Parfois, vous faites vos courses et vous rencontrez un voisin, un pote ou votre patron. En ce mois d’août 2009, Jeff et moi musardons dans un magasin berlinois dont l’enseigne américaine est une virgule. Au rayon montres se trouve un athlète d’à peine 1,65m. Pas très grand par la taille mais immense par le talent. Et le plus surprenant, c’est qu’à part 2 Allemands et nous, personne ne semble le reconnaître. L’Ethiopien Kenenisa Bekele a beau avoir un palmarès long comme le bras de l’homme Elastique de Marvel, il se promène incognito. C’est un peu le paradoxe de sa carrière. Il a dépassé par le palmarès son mentor et compatriote Haile Gebrselassie mais n’a sans doute pas eu la même reconnaissance. Il a tenté d’imiter Usain Bolt à Berlin 2009 mais est resté dans son ombre.

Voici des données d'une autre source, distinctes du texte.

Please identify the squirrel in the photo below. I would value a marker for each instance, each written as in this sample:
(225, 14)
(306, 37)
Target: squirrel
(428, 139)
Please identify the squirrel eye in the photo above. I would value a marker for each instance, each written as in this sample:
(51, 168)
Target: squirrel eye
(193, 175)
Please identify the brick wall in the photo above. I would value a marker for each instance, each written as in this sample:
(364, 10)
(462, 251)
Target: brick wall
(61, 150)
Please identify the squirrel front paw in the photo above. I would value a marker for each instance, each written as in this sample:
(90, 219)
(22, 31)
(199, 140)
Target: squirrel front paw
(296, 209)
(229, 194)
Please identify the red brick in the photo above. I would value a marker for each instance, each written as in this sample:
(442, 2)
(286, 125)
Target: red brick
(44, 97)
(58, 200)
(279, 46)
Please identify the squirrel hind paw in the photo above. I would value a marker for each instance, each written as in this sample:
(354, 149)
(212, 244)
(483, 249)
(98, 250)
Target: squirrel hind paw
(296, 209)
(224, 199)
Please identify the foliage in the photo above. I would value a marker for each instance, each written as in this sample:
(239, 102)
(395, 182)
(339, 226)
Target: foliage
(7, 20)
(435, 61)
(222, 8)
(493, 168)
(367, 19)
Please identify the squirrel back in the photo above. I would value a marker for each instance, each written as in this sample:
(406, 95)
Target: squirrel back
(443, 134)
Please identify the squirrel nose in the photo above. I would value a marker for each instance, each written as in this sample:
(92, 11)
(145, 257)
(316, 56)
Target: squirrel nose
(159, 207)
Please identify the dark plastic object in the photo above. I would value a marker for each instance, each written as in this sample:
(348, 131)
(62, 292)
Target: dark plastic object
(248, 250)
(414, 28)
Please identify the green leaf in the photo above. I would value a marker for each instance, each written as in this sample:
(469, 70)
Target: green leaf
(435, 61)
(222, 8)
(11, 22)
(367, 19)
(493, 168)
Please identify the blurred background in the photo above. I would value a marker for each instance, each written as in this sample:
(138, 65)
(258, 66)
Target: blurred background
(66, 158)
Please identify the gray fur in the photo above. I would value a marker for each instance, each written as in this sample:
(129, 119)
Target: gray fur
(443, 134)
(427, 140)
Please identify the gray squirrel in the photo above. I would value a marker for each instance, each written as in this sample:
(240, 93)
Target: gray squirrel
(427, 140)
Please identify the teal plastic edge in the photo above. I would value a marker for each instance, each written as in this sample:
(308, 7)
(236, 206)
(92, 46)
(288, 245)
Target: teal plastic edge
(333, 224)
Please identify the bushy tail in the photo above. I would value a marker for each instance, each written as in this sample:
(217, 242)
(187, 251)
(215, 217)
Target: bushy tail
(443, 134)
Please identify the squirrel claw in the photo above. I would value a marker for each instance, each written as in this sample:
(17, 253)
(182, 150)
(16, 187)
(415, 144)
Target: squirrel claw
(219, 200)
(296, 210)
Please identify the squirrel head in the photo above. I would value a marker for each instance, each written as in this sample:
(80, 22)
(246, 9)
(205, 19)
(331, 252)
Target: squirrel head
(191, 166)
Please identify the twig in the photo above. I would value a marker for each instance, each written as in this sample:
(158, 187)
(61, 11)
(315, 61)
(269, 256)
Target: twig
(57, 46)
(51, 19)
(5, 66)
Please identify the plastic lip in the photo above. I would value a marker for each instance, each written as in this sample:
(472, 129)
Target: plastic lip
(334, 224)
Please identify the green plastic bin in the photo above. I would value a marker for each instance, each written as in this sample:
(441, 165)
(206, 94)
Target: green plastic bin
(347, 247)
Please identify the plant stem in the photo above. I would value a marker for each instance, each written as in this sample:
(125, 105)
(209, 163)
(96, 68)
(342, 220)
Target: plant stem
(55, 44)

La première fois que je l’ai vu courir, c’est à Paris 2003. Et là à nouveau le contraste. Déjà quadruple champion planétaire de cross, il déboulonne la statue de Gebre sur 10000m et remporte son premier titre international sur piste. 7 jours plus tard a lieu la finale du 5000m. La course est exceptionnelle pour son casting et par son dénouement. Au départ, le Marocain Hicham El Gerrouj, fraichement quadruple champion du Monde du 1500m, le Kenyan Eliud Kipchoge, qui deviendra champion olympique du marathon à Rio et échouera pour 25″ au Breakink2 (passer sous les 2h au marathon) et Bekele donc. Un plateau de rêve et une issue haletante. 33 centièmes de seconde séparent les 3 hommes à l’arrivée, encore au coude à coude à la sortie du dernier virage. C’est une défaite pour l’Ethiopien, seulement médaillé de bronze.

Finale du 5000m aux Mondiaux de Paris 2003

En 2004 et 2005 aux championnats du Monde de Bruxelles et de St Galmier, je redécouvre au plus près une véritable mobylette. Juste derrière la rue-balise, j’admire la qualité de pied incroyable de Bekele. Alors que certains s’enlisent dans les labours, l’impeccable balancier de ses bras et  la force musculaire de ses cuisses lui permettent de griffer la terre avec un temps d’impact au sol infime. C’est parfait, efficace et ça va très vite. Contrairement au cliché trop souvent entendu, point besoin d’avoir de longues jambes. Dans le département de la Loire, Kipchoge ne peut que le voir filer…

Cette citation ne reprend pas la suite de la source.